Optane SSDs rely on 3D XPoint technology whose endurance rating is 10 to 20-fold better than TLC : where the Intel P4610 SSD has an endurance of up to 3 DWPD (disk writes per day), the Intel P4800 Optane SSD has 30 or 60 DWPD (based on the model type). Beyond better I/O performance, Optane SSDs eliminate the risk of data corruption or data loss due to media wear.

Doing More with Intel Optane SSD & PMEM

In the example below, we can see the requirements for a VCF environment meant to support around 280+ VMs with a 4:1 vCPU to Core ratio, and an average ratio of 3 vCPU per VM.

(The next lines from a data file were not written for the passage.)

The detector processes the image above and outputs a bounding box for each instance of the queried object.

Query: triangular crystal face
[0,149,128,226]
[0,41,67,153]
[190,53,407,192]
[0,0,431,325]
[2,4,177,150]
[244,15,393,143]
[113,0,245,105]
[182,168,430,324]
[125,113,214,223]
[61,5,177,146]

On the left side (without Intel Optane), 6 nodes would be required to support such an environment, with a total RAM count of 4608 GB and 216 CPU cores. This environment would also require larger cache SSDs (2x 1.6 TB), and a smaller usable storage capacity pool (8x 4 TB drives).

With Intel Optane, optimizations at the CPU, Memory and Storage layer allow to meet (and slightly exceed) the same requirements with only 4 nodes, delivering similar performance with a much more efficient footprint. The storage cache tier is smaller and more efficient (2x 375 GB), also allowing the support of a larger capacity pool (12x 4 TB drives).

Figure 4 – A typical VMware VCF consolidation use case with Intel Optane PMEM / SSD

Conclusion

Optane PMEM and Optane SSD work together to enable cost-effective VCF deployments without sacrificing on performance.

At the hypervisor layer, Optane PMEM significantly increases the memory capacity of virtualization nodes by complementing DRAM with durable and ultra-low latency Optane Persistent Memory, achieving similar performance compared to DRAM-only deployments, and at a significantly better price point. This enables higher VM densities, lower infrastructure footprint and reduced CAPEX / OPEX costs.

At the storage layer, Optane SSD dramatically boosts the efficiency of vSAN deployments. It enables organizations to run I/O intensive workloads, sustain I/O surges and build vSAN layers that do not have to compromise between performance and capacity.

With Optane, Intel has taken a solution-based approach that delivers value across the entire data center stack. This is particularly true of VMware VCF, where Optane-enabled systems allow organizations to get much more value out of their investments.